Records from President Donald Trump's inaugural committee show that, on Dec. 22, 2016, Venezuela's state-owned oil company donated $500,000 to the American president's inauguration fund.
According to the BBC, the Venezuelan government donated the money through Citgo Petroleum, a U.S.-based company owned by the Venezuelan state-owned oil company.
The half-million-dollar donation comes amid dire political, social and economic problems for the country of Venezuela as a whole.
Jose Manuel Puente, a professor of public policy at the IESA university in Caracas, explained the collective hardship facing the country.
"We have been experiencing four consecutive years of recession, we have the highest inflation in the world and are facing scarcity in many basic goods," said Puente, according to the BBC. "It is scandalous that Venezuela, facing such a crisis, would make those donations to the inauguration of a U.S. president, who at least in theory, is ideologically confronted with the revolution."
In 2016, food imports to Venezuela were slashed in half, according to NBC. The year saw impoverished Venezuelan citizens losing an average of 21 pounds from starvation.
"It is an amazing amount of money that could have fed a lot of your population for the month," said Russ Dallen, managing partner of the Caracas Capital investment firm, in reference to Venezuelan President Nicolas Maduro's donation.
Eric Farnsworth, vice president at the Council of the Americas, agreed: "It's very clear he's putting money behind his priorities, but those don't necessarily include the population of the country, in terms of food, medicine, safety."
Political tensions in Venezuela have erupted in violent demonstrations, which have reportedly deteriorated into several confrontations between protesters and security personnel.
People numbering in the thousands have taken to the streets to demand new elections and protest Maduro's leadership, chanting "No more dictatorship," according to Reuters.

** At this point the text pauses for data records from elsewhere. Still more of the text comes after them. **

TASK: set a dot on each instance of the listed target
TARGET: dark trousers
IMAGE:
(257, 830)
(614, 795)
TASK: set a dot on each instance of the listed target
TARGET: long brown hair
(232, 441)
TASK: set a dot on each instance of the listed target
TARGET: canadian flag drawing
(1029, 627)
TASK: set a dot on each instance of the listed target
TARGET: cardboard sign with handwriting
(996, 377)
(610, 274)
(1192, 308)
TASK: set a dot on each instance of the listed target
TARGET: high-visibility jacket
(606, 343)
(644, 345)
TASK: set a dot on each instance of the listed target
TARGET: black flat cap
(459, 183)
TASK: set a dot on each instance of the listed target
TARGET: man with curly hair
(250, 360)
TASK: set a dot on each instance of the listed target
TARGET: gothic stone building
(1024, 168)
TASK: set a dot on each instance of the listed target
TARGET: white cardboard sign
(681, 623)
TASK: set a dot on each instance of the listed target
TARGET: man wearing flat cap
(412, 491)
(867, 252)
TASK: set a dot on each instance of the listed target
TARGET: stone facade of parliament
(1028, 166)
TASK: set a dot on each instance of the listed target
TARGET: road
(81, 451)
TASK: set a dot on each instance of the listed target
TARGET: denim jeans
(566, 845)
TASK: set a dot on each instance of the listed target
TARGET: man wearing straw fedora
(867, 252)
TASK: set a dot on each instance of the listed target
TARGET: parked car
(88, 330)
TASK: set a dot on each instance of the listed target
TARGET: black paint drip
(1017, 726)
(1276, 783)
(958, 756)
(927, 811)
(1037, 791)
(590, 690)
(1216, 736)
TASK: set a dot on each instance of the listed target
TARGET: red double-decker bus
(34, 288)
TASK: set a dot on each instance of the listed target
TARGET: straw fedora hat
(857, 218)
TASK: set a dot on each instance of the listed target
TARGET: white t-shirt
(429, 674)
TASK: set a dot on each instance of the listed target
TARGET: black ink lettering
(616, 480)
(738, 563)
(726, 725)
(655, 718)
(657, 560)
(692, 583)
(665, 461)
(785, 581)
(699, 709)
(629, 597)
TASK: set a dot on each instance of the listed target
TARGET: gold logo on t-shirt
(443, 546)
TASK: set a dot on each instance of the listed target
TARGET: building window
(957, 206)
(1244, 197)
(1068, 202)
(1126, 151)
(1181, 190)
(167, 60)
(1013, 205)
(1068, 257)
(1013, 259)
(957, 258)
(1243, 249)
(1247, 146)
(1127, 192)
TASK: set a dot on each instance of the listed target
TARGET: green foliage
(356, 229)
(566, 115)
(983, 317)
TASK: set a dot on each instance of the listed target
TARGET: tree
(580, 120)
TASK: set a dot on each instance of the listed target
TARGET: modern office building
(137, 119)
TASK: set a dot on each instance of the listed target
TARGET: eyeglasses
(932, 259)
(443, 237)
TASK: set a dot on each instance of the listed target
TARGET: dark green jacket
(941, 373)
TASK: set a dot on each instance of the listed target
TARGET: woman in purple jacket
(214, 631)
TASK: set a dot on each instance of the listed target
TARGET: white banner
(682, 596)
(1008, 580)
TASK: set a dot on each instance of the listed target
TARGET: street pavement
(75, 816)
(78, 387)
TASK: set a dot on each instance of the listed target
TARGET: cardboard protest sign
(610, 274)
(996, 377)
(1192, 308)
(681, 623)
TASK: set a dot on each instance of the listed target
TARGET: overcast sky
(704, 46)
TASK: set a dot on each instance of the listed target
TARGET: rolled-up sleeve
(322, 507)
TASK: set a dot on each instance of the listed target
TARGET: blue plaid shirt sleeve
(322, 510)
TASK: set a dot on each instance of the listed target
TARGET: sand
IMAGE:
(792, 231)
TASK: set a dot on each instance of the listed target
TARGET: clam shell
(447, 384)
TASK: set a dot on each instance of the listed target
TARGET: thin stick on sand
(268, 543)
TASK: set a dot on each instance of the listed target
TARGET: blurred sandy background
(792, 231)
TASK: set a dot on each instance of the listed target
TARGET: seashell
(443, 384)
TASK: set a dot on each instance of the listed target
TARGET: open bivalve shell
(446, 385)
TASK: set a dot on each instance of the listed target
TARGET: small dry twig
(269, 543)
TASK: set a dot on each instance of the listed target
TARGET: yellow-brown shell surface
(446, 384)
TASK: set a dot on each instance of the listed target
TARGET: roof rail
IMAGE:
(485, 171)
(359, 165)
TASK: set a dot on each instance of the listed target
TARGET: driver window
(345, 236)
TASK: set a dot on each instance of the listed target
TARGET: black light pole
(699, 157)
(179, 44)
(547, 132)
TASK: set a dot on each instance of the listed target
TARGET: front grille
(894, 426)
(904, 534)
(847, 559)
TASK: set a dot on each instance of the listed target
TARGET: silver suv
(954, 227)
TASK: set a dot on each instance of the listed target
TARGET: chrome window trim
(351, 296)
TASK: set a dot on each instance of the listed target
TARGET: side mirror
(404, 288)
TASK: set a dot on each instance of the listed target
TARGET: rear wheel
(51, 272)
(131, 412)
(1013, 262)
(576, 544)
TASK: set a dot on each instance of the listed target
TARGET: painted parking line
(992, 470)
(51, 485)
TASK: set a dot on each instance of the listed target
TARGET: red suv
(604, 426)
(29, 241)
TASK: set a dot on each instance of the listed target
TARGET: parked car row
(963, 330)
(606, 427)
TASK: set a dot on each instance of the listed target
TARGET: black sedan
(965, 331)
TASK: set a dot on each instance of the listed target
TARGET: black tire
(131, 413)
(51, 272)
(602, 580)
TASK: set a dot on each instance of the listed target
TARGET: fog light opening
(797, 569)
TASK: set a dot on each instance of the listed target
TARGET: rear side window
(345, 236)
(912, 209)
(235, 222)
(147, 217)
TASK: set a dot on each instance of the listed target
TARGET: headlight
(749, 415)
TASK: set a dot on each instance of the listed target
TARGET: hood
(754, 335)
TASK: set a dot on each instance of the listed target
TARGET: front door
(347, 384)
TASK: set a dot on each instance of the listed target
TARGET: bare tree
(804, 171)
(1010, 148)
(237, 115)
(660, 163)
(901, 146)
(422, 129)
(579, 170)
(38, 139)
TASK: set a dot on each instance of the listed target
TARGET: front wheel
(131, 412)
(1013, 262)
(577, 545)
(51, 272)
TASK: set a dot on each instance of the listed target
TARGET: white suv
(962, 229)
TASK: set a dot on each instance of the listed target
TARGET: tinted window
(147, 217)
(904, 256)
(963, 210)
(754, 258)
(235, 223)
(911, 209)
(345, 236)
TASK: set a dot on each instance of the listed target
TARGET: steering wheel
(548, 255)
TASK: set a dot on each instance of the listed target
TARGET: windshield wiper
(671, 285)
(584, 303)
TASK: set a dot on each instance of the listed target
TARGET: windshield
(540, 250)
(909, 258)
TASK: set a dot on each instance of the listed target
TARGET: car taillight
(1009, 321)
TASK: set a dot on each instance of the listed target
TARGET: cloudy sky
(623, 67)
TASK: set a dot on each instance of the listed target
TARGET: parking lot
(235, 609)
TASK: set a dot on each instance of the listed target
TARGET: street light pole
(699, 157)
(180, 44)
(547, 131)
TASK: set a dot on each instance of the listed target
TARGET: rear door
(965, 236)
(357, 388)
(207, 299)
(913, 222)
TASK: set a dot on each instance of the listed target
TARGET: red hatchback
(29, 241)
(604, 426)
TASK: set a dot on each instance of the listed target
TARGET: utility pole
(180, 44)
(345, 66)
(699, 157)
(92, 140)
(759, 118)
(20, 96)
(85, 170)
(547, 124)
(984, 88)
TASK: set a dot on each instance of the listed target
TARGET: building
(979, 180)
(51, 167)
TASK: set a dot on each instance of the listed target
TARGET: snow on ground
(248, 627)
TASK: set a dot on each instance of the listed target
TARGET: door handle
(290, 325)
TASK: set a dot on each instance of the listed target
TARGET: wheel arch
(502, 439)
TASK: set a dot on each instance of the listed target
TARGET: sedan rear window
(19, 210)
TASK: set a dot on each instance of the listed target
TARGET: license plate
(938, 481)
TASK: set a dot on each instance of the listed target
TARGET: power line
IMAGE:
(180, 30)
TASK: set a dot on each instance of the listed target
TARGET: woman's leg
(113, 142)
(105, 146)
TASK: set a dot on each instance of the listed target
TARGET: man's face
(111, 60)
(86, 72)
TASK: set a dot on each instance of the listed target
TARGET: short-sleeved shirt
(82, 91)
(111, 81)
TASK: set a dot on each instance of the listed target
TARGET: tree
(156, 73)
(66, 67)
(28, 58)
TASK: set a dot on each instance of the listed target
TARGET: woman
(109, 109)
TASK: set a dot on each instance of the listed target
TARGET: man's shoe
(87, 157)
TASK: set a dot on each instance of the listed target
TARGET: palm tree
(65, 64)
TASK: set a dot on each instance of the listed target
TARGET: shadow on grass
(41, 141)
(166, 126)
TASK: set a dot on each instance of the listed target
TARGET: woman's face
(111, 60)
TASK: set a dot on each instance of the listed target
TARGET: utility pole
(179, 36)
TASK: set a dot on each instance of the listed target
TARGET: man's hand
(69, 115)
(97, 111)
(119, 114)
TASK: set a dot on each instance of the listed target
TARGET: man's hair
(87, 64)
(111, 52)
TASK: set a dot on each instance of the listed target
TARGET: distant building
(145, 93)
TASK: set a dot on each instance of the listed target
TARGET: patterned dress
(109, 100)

Three people died in unrest on April 19.
On April 18, the U.S. State Department responded to the ongoing protests by releasing a statement decrying the events.
"Those responsible for the criminal repression of peaceful democratic activity ... will be held individually accountable for their actions by the Venezuelan people and their institutions, as well as the international community," read the statement, according to Sky News.
The cumulative amount of money shelled out by Citgo was reportedly more than the Trump inauguration donations of Pepsi, Walmart and Verizon combined. Maduro's donation matched those of companies JP Morgan Chase and Exxon, but was still overshadowed by the $1 million donated by Bank of America.
In spite of Maduro's donation, Trump had a meeting in February with the wife of the imprisoned Leopoldo Lopez, one of Maduro's political rivals, and Trump has strongly advocated for Lopez's immediate release, according to The Hill.